Mis lágrimas del corazón y otras paranoias

domingo, 24 de julio de 2011

Cayendo al vacío

Negro y agónico vacío... como cuando sabes que vas a caerte, te ves tropezar y no puedes evitar esa caída.


Yo ya me caí y aún sigo en ello: no se lo que me queda para llegar al fondo oscuro de este precipicio, pero cada vez veo más lejos el borde donde tropecé.

Me agobia saber que me he caido, y vivo con miedo de llegar a ese fondo que la oscuridad no me deja ver pero, por otro lado, deseo llegar ya para dejar de esperarlo y descansar al fin.

Nunca pedí caerme... Pero supongo que si te arriesgas tanto, al final te terminas tropezando.

Y yo lo sabía, no lo quería pero salté. Salté alto, con todas mis energías, como quien salta para tocar el cielo... Salté esperanzada e ilusionada aún sabiendo que existía esta caida, que era lo más seguro.

Pero cuando tenía aquella nube, mi nube, entre los dedos, esta me miró, me besó, sonrió pícaramente y se deshizo dejándome suspendida en esta caida que ya tanto dura.

Y yo, que aún la espero, que volvería a saltar con tal de otro de sus besos... Yo simplemente, sigo cayendo. Supongo que aún no he aprendido a volar.

4 comentarios:

  1. Precioso texto...quizás porque yo también salté y sentí esas dos emociones...
    Por un lado disfruté de ese salto y disfruté de esa adrenalina y de esa felicidad absoluta pero como el dicho, todo lo que sube baja...tb me tocó bajar a una velocidad impresionante, también con esa adrenalina característica y tan distinta a la del salto...pero cariño,me siento afortunada por saltar, no me arrepiento de haber vivido al límite y haberme caído...sabes por qué?
    porque gracias a eso toqué la felicidad con mis dedos y me sentí durante unos segundos la mujer más afortunada...porque experimenté el amor y el que no ama no vive.
    Ahora si puedo decir que he vivido...porque he amado...

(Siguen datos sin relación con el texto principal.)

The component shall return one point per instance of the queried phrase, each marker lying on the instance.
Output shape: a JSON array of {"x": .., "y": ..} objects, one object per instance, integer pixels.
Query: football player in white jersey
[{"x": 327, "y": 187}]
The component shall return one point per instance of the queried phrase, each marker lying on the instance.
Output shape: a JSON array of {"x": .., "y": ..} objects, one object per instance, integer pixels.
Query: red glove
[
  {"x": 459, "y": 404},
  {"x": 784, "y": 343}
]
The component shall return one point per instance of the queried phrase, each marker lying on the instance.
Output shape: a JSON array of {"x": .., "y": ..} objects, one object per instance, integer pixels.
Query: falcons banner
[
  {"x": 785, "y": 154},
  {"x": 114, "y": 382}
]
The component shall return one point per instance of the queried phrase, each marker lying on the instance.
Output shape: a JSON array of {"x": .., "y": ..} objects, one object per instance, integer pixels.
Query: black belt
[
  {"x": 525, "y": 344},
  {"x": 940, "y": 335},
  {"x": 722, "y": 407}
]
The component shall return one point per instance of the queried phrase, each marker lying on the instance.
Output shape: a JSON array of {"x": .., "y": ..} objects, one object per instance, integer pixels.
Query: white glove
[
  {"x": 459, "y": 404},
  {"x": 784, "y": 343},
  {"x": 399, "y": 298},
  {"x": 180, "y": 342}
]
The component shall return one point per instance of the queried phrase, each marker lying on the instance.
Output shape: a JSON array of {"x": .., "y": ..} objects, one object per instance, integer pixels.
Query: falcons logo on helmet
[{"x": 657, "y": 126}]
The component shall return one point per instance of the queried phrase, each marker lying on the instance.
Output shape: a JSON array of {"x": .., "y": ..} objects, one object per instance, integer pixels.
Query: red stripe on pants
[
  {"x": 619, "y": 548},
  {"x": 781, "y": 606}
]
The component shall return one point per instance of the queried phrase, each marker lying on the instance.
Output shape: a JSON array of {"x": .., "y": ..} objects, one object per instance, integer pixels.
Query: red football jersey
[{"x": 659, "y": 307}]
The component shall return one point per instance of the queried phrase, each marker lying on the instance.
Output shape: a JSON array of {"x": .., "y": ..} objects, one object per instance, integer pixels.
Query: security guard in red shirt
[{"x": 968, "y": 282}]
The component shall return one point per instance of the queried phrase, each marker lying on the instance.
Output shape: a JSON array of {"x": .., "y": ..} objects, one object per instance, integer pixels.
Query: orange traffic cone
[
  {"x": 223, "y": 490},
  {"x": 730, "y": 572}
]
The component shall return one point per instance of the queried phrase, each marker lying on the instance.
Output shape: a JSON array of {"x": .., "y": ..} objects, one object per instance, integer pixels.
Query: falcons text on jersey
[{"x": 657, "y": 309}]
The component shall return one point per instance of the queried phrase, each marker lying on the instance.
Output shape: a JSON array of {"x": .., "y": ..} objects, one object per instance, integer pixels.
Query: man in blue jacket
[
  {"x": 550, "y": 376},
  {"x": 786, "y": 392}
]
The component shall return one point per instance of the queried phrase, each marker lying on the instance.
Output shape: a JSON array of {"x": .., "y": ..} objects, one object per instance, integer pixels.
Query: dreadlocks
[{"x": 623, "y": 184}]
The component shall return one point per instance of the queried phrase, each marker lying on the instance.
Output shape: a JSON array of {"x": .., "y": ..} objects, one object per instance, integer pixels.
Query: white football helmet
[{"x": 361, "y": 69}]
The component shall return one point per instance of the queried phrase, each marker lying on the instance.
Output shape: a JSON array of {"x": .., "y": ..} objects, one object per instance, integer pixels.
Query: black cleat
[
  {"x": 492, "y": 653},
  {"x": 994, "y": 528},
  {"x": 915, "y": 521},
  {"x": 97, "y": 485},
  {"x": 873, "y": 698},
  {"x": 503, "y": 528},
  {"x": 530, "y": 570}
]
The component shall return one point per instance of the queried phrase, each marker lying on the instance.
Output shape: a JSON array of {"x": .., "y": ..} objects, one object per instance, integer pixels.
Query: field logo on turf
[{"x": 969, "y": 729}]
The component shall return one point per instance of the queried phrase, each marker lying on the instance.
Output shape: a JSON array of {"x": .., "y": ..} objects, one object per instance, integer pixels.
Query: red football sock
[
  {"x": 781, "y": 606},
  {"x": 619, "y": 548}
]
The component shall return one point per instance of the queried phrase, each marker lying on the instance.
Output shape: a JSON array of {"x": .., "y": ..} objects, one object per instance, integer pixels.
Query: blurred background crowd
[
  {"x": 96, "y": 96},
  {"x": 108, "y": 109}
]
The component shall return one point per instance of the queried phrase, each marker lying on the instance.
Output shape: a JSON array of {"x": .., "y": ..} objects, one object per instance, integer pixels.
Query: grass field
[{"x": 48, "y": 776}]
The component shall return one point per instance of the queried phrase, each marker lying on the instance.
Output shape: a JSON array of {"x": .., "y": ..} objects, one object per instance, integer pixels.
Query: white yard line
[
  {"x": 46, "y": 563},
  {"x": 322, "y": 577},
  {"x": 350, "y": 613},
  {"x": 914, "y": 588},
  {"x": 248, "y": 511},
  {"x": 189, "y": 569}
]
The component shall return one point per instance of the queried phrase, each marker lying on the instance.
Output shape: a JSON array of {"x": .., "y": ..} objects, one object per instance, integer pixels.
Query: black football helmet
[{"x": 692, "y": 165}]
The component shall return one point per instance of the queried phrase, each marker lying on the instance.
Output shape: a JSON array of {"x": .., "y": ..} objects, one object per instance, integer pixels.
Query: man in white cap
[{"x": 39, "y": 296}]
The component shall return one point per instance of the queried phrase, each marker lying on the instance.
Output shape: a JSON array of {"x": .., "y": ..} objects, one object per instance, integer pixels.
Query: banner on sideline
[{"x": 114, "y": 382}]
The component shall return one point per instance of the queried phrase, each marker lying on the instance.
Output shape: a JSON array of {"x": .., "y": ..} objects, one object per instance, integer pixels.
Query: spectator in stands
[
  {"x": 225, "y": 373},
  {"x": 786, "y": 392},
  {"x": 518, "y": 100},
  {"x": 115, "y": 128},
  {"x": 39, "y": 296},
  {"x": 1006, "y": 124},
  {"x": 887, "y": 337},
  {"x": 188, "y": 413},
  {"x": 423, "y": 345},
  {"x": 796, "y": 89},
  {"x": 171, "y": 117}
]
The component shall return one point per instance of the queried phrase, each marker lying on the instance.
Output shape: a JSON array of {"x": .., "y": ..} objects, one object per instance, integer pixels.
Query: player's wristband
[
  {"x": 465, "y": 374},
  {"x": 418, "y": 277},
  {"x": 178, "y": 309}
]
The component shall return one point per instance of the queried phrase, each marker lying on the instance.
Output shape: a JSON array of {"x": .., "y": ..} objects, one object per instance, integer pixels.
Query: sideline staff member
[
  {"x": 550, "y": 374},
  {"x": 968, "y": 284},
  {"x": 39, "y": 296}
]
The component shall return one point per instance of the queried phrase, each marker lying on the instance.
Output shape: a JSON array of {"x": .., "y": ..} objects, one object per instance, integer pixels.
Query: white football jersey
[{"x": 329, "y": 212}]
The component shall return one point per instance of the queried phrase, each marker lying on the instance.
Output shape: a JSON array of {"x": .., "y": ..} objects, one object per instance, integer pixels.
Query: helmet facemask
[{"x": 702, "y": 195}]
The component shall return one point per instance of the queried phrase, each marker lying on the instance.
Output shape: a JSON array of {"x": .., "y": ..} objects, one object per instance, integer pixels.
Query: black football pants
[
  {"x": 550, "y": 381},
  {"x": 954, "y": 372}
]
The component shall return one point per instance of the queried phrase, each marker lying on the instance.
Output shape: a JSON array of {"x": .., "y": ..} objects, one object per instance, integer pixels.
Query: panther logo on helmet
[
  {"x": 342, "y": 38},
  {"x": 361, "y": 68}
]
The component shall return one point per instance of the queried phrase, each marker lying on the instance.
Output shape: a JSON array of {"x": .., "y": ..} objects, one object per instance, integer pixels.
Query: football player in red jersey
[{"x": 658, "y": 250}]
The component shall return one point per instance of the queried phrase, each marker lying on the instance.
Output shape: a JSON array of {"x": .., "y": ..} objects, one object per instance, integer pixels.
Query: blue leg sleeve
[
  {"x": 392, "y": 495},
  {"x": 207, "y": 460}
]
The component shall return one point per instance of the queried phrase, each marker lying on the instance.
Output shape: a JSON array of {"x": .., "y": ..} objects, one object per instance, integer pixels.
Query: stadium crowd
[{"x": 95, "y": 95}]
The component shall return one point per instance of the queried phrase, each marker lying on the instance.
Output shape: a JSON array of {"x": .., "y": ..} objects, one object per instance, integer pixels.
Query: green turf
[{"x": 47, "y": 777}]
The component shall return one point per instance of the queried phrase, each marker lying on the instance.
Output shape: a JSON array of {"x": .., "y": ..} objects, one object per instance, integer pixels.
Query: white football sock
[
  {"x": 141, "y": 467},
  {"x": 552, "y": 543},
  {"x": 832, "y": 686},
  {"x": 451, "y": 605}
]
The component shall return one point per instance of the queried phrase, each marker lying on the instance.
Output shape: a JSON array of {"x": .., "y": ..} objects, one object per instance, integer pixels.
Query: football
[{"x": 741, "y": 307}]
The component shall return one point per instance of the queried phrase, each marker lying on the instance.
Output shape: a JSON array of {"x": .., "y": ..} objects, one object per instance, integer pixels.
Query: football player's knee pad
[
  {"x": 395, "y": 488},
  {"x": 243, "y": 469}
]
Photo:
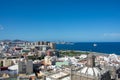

    Grcias por estas reflexiones, sé que detrás de cada texto hay una historia pero he de confesar que hoy me he visto en la necesidad de compartir aquí mi reflexión, porque detrás de ella también hay una historia...también hay una herida en mi corazón que con el tiempo y muy poquito a poquito llegará a ser una cicatriz que me recordará siempre que un día arriesgué, me caí y me levanté...

    ResponderEliminar
  2. "anónima" jeje... Conozco muy bien tus heridas, aunque me las enseñes poquito. Tampoco hace falta que me las muestres, se leer en tu mirada desde hace mucho, ya me conoces... Por que ya es mucho tiempo el que nos conocemos... ¿Quién iba a decirnos que 5€ iban a unirnos tanto eh? jajajajaja... (¿ves? algo bueno tiene k tener beber!) jajajaj...Y ya entonces me di cuenta de que eras una gran persona, porque nadie le presta dinero a alguien que no conoce de entrada y luego, también, porque no es que me los prestaras, es como lo hiciste cari... Eres una gran tía. Una luchadora que a veces se resigna un poco, pero que no deja de luchar a pesar de todo. Cariño, Gracia a tipor todo, porque han sido demasiados momentos bonitos: como aquellos días de biblio, las noches de metro, las tascas, los entrenamientos (que empecé a ir solo para verte y terminé aficionada al equipo, jajajaja)... Mucho cari, hsn sido muchos...

    ¿Sabes cuanto te quiero verdad mi niña? Pues no lo olvides nunca porque siempre estaré para tí. MUAAAAAK! ;) Te quiero

    ResponderEliminar
  3. oye quien es el autor de la imagen?, por cierto, bonito texto.